1991’DEN 2020’YE KADIN MÜCADELESİ
İsviçre’de kadınlar ilk kez 14 Haziran 1991’de greve gitti; “Eğer kadınlar isterse, her şey durur” sloganıyla ve eşit haklar talebiyle yarım milyon kadın işçi sokağa çıktı. Kadın ve erkek arasındaki eşitlik, ilk defa 1981 yılında anayasal olarak kabul edilse de Eşit Fırsatlar Yasasının yürürlüğe girmesi ve kısıtlı olsa da pratikte karşılık bulması, 14 Haziran 1991 tarihinde gerçekleşen ve yarım milyon kadının katıldığı ulusal kadın grevinin ardından 1 Temmuz 1996 tarihinde mümkün olur.

İsviçre’de kadın emekçiler, erkek çalışanlara oranla yüzde 18-20 oranında daha az maaş alıyor.

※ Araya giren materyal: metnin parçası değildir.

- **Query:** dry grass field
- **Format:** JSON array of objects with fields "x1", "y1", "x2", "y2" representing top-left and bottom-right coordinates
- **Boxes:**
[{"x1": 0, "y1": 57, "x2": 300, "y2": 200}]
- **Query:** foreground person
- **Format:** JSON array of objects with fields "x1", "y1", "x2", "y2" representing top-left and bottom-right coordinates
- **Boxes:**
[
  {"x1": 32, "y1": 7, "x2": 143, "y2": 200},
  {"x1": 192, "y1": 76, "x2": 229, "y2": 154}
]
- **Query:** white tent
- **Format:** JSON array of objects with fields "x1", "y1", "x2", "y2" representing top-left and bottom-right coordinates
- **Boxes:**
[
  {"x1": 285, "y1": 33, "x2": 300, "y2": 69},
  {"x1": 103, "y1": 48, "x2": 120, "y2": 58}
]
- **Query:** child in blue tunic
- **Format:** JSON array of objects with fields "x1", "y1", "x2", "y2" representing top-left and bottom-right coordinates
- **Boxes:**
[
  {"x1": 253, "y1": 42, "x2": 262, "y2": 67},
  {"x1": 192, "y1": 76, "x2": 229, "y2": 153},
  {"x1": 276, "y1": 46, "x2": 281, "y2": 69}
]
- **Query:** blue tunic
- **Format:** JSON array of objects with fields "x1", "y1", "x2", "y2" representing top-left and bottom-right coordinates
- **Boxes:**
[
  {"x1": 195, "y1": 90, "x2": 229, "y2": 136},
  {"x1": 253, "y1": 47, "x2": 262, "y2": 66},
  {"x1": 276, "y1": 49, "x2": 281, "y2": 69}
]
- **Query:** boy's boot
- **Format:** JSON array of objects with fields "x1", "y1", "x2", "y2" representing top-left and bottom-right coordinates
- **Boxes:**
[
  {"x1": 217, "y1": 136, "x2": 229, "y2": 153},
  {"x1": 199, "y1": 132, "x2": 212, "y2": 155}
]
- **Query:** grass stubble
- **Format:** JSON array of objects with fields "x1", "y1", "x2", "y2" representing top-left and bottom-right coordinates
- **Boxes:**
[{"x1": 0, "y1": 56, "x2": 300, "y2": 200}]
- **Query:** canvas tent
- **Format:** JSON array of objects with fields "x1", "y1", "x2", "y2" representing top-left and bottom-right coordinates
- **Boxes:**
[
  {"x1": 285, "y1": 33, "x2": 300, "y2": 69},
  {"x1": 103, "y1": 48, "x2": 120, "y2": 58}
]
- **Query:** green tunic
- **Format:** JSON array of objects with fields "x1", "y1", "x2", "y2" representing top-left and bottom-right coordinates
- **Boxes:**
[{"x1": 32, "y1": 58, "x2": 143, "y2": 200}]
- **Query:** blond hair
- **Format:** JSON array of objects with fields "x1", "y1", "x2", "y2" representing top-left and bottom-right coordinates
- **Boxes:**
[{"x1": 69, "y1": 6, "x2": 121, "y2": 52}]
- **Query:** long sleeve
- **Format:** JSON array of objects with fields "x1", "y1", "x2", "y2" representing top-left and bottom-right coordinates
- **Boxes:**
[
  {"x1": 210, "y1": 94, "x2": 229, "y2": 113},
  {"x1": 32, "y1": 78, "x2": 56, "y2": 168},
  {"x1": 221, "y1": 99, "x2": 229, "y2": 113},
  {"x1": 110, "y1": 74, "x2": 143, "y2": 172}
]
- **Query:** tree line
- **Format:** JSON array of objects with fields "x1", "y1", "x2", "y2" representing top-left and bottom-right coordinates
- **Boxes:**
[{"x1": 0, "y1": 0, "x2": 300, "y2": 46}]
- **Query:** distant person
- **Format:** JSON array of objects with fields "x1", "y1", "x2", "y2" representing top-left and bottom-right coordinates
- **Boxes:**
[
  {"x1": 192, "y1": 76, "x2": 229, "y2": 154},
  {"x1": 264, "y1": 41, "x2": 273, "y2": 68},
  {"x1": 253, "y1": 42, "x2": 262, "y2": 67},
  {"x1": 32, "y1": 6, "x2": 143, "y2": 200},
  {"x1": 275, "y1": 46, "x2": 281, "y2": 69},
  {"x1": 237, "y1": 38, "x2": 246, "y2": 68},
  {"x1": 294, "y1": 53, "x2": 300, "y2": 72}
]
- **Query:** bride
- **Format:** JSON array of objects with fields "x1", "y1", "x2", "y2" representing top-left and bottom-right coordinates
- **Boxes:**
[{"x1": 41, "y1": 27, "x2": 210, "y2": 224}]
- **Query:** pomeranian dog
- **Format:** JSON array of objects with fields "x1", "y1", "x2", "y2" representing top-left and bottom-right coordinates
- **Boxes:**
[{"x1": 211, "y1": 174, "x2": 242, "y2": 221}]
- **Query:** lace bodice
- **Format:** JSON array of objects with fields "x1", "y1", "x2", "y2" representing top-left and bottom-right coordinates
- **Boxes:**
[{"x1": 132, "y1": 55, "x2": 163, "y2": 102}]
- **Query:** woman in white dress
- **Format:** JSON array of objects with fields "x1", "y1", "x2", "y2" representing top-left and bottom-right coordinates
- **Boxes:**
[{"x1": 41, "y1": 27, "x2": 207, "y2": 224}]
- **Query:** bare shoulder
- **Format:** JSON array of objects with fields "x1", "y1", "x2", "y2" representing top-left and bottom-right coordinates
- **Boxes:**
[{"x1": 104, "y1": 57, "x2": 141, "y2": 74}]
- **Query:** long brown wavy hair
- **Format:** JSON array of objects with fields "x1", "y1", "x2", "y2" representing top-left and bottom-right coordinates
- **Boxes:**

Daha az ücret almaları, kadınların emeklilik maaşlarına, pansiyon kasaya (kıdem tazminatı) yansıyor. Kadınların emekli maaşı erkeklerinkinden yüzde 37 daha düşük. İsviçre’de her dört kadından biri fiziksel şiddete, her iki kadından biri psikolojik şiddete maruz kalıyor. Göçmen kadınlar, hem kadın, hem de göçmen olarak çifte ayrımcılığa maruz kalıyor. İsviçre’de asgari ücret sadece sektör ve branşlarda, toplu iş sözleşmesi kapsamında belirleniyor. Sendikal örgütlenmenin zayıf olduğu, toplu iş sözleşmesinin olmadığı işyerlerinde, işveren istediği saat ücretini veriyor. Sendikalar ve kadın örgütleri öncülüğünde gerçekleştirilen etkinliklerde, “Kadını değil, sistemi ve toplumu değiştirin” mesajı verildi. Korona sürecinde kadınların yaşam için önem taşıyan sektörlerde çalıştığı, bu süreçte kadın emeğinin toplum için ne kadar önemli olduğu görüldü. Bakım alanında çalışanların yüzde 82’si, çocuk bakımında yüzde 92’si, perakende satış alanında yüzde 65’i kadın. Ancak bu alanlar, aynı zamanda ücretlerin düşük oldu alanlar. 14 Haziran’da kadın emekçiler “Biz alkış değil, ücretlerimizin artırılmasını, 13. aylığın verilmesini, iş koşullarımızın iyileştirilmesini, en fazla 40 saatlik çalışma saati istiyoruz” dediler. Ev işi yapan kadınlar, “Sadece çocuk bakımı için yılda 1 milyar saat ücretsiz çalışıyoruz, korona krizi sürecinde hem ev işi yaptık, hem çocuk baktık, hem de çocuklarımıza öğretmenlik yaptık, bizim ev içindeki emeğimizin karşılı verilmeli” dediler.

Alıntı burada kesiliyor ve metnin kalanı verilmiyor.